This weekend saw my little sister turn 25. That's right my *little* sister - how can she possibly be that big already?!
Anyway, my little sister turning 25 was a big deal in my family, so we all decided to descend on my mum and dad's house to celebrate. As my mum had already agreed to cook a roast dinner and an apple crumble for 9 people, it seemed only right that her domestic-goddess-in-training daughter offered to make the birthday cake.
So, on Saturday I rolled up my sleeves and got stuck in to a little baking challenge: yummy chocolate cake, good enough to serve to my little sister. The recipe I used came from the BBC's GoodFood Cake Collection, but I tweaked it a tiny bit to meet my needs. This is how it went:
For the cake:
175g caster sugar
2 eggs (always free-range!)
225g self-raising flour
50g cocoa powder
1/2 teaspoon bicarbonate of soda
250ml natural yoghurt (yes, really!)
For the icing:
300g icing sugar, sieved
2 tablespoons cocoa powder, sieved
1 tablespoon melted butter
3 tablespoons boiling water
50g milk chocolate, broken into squares
50g white chocolate, broken into squares
1. Heat oven to 180℃ or 160℃ if you have a fan oven like me (Gas mark 4).
2. Grease a 22cm square cake tin and line the bottom with greaseproof paper.
3. Put the butter and sugar into a large mixing bowl and beat together with an electric whisk until light and fluffy (you could do this by hand, but it would take much longer).
4. Add the eggs 1 at a time, beating well between each one.
5. Sieve the flour, cocoa powder and bicarbonate of soda into the mixture.
6. Add the yoghurt and stir together until the mixture is smooth.
7. Pour into the pre-prepared tin and level out using a spoon or spatula.

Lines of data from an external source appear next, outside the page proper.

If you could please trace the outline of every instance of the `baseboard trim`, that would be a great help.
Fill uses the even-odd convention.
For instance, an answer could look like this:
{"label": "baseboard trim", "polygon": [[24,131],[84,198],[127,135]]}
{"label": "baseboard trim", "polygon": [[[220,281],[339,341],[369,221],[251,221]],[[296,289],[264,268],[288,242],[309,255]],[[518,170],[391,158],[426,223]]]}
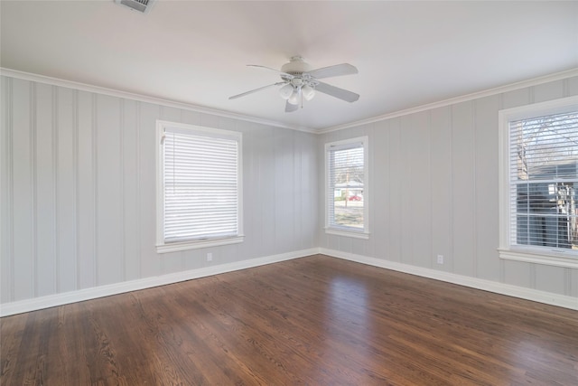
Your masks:
{"label": "baseboard trim", "polygon": [[49,295],[46,297],[35,297],[33,299],[5,303],[0,305],[0,317],[15,314],[22,314],[24,312],[36,311],[43,308],[50,308],[70,303],[96,299],[98,297],[109,297],[112,295],[118,295],[126,292],[137,291],[139,289],[165,286],[167,284],[178,283],[181,281],[191,280],[194,278],[205,278],[208,276],[218,275],[221,273],[247,269],[266,264],[277,263],[280,261],[311,256],[318,252],[318,248],[312,248],[308,249],[281,253],[278,255],[251,259],[248,260],[243,260],[234,263],[221,264],[218,266],[191,269],[182,272],[175,272],[153,278],[145,278],[136,280],[125,281],[122,283],[79,289],[77,291],[70,291],[62,294]]}
{"label": "baseboard trim", "polygon": [[456,275],[453,273],[443,272],[422,267],[410,266],[408,264],[398,263],[396,261],[382,260],[380,259],[369,258],[367,256],[356,255],[353,253],[342,252],[340,250],[334,250],[325,248],[321,248],[319,249],[319,253],[332,258],[343,259],[350,261],[355,261],[358,263],[392,269],[398,272],[408,273],[423,278],[434,278],[436,280],[445,281],[447,283],[458,284],[460,286],[470,287],[471,288],[481,289],[484,291],[494,292],[496,294],[506,295],[508,297],[518,297],[526,300],[531,300],[538,303],[557,306],[560,307],[578,311],[578,298],[573,297],[553,294],[551,292],[539,291],[537,289],[525,288],[509,284],[503,284],[491,280]]}
{"label": "baseboard trim", "polygon": [[0,305],[0,317],[9,316],[15,314],[22,314],[24,312],[36,311],[43,308],[50,308],[70,303],[96,299],[98,297],[118,295],[126,292],[152,288],[159,286],[165,286],[181,281],[191,280],[194,278],[205,278],[212,275],[219,275],[221,273],[247,269],[266,264],[290,260],[293,259],[303,258],[318,253],[332,258],[343,259],[361,264],[367,264],[386,269],[392,269],[398,272],[408,273],[423,278],[445,281],[460,286],[470,287],[476,289],[481,289],[484,291],[494,292],[500,295],[506,295],[508,297],[518,297],[526,300],[531,300],[538,303],[557,306],[578,311],[578,298],[573,297],[538,291],[536,289],[525,288],[522,287],[512,286],[476,278],[470,278],[422,267],[415,267],[407,264],[398,263],[396,261],[383,260],[380,259],[369,258],[367,256],[357,255],[354,253],[343,252],[340,250],[330,249],[326,248],[311,248],[308,249],[302,249],[293,252],[266,256],[263,258],[251,259],[248,260],[243,260],[234,263],[221,264],[218,266],[191,269],[183,272],[175,272],[154,278],[146,278],[137,280],[100,286],[92,288],[79,289],[77,291],[66,292],[63,294],[54,294],[42,297],[35,297],[33,299],[5,303],[4,305]]}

8. Put in the oven and bake for 18 - 22 minutes until the cake is just firm to touch and is starting to shrink away from the edge of the tin.

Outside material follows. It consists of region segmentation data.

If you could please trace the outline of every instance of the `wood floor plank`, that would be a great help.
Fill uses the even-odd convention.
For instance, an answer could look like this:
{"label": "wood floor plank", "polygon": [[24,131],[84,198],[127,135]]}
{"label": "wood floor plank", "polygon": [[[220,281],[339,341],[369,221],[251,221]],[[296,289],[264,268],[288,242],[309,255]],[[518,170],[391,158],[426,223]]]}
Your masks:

9. Run a round bladed knife around the edge of the cake, to separate it from the tin, and leave to cool in the tin for 5 minutes.
10. After 5 minutes tip the cake out onto a wire rack and leave to cool completely.
1. Sieve the icing sugar and cocoa powder into a large mixing bowl and add the melted butter and 2 tablespoons of just-boiled water.
2. Stir together until smooth and spreadable. If it is too stiff, add more water gradually and keep mixing until it will be easily spread.
3. Use a palette knife dipped in hot water to spread the icing over the cake. (Make it nice and thick for biggest grins on eating).
4. Melt the chocolate in two separate bowls, either in the microwave or in a bowl over a pan of hot water.
5. Use a teaspoon to drizzle the chocolate over the top of the cake in pretty criss-cross patterns. I did milk first and white second. Leave to set.
To serve, cut into squares or rectangles and put a candle in each one - I used HAPPY BIRTHDAY candles (but didn't get a photo at that stage) and it looked awesome.
The verdict? Yum yum! This was a lovely, moist and very chocolately sponge. For me, it was a touch too rich, but it seemed to go down very well indeed with the rest of the family!
Music choice for this one was ipod on random, which meant everything from Reel Big Fish to Matchbox Twenty!